The government just collected its smallest tariff haul in five months - and the slide is picking up speed.
March tariff revenue came in at $22.15 billion, dropping more than $4 billion from February and falling nearly 30% below October's peak of $31.35 billion. It is the largest single-month decline since the tariff program began.
What Is Driving the Drop
Two big shifts are behind the decline. Trump pulled back tariffs on grocery items after rising prices became a political problem, and the Supreme Court struck down tariffs from the International Emergency Economic Powers Act on February 20 - making March the first full month under that ruling.

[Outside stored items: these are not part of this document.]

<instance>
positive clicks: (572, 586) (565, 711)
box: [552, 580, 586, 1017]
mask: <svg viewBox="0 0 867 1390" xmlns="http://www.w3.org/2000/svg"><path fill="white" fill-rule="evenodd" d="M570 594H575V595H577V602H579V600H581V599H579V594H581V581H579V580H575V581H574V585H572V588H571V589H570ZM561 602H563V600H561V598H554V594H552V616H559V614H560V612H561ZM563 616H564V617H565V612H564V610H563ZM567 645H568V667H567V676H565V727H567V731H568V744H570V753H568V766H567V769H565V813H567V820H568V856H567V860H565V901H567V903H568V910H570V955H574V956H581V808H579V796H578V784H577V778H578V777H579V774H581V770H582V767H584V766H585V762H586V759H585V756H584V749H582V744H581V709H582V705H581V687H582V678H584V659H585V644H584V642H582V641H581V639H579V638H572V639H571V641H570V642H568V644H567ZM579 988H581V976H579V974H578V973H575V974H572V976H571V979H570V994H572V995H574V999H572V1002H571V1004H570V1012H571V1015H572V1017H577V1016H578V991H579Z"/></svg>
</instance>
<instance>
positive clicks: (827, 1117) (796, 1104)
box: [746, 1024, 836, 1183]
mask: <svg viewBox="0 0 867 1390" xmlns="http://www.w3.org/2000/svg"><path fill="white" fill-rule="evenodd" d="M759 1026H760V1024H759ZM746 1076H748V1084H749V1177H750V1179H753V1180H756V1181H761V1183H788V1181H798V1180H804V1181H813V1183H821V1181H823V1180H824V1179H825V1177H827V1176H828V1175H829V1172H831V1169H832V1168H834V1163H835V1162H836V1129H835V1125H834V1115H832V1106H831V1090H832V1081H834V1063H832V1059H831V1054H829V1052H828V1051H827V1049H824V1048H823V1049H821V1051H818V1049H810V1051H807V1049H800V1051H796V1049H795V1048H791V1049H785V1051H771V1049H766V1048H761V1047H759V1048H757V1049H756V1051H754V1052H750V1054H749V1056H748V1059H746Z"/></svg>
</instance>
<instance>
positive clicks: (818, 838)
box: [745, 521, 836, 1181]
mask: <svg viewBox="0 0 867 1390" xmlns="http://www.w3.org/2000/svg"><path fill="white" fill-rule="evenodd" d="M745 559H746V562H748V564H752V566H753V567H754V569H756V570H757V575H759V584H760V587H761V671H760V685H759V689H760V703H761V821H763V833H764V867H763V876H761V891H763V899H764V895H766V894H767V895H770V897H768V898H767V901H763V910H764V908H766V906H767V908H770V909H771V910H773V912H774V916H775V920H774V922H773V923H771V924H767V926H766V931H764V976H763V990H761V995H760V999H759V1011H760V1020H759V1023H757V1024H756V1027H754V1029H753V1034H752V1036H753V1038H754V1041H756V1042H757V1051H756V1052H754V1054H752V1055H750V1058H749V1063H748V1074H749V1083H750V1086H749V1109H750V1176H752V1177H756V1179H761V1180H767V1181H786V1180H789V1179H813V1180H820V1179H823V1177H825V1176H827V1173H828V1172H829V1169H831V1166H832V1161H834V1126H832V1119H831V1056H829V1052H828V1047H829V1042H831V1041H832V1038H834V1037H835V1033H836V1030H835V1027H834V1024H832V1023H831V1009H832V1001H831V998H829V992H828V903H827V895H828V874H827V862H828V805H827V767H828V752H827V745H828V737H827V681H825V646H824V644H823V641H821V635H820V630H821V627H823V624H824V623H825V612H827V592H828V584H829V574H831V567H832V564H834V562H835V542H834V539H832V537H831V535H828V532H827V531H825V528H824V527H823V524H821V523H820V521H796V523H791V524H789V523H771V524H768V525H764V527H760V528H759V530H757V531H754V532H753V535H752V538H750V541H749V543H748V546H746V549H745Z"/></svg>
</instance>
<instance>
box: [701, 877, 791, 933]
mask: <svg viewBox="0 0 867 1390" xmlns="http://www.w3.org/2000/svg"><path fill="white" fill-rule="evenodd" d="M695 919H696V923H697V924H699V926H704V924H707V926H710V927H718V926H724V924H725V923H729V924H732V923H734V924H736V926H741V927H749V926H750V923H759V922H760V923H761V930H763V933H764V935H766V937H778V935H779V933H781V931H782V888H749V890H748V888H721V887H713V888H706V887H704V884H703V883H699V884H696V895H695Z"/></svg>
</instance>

This marks the fifth straight monthly drop since October's peak, with collections falling faster as more duties get rolled back or struck down. The trend line points to more declines in April unless new tariffs are imposed to replace the ones that have been removed.
The grocery rollback alone accounted for a meaningful chunk of the decline. Food prices had become one of the most visible consequences of the tariff policy, with grocery bills rising an average of 6% nationally.
The administration moved quickly once consumer anger started showing up in polls, pulling back tariffs on items like canned goods, dairy, and fresh produce.
The Supreme Court ruling cut even deeper by removing the legal basis for some of the broadest tariffs in the program. The court found that IEEPA - originally designed for financial sanctions and asset freezes - was not meant to authorize trade tariffs, striking down duties that had covered billions of dollars in imports.
The ruling sent ripples through the import community. Companies that had pre-paid IEEPA tariffs immediately began filing for refunds, and trade lawyers say the backlog of claims could take months to process.
The legal precedent also puts other tariff programs on shakier ground, since some share similar legal justifications.
The Bigger Picture
Even with the slide, tariffs have brought in about $166 billion this fiscal year - still a big number, but one that is shrinking month by month. At this pace, the administration would collect roughly $200 billion for the full fiscal year, well below the $250 billion some analysts projected when tariffs were at their peak last fall.
The risk for investors: If revenue keeps falling, the government loses a source it had been counting on to offset tax cuts. And with Trump now threatening 50% tariffs on China, the policy picture could flip again fast - adding back revenue but also adding cost pressure for companies that import from China.
Worth Noting
Courts are still working through legal challenges to several other tariff programs. If more duties get struck down, the $166 billion already collected could face refund claims, creating a new budget headache on top of falling collections.
Importers have already filed thousands of refund requests tied to the February ruling, and trade lawyers say more are coming. The combination of court losses and political rollbacks has made tariff revenue one of the most unreliable budget items in Washington.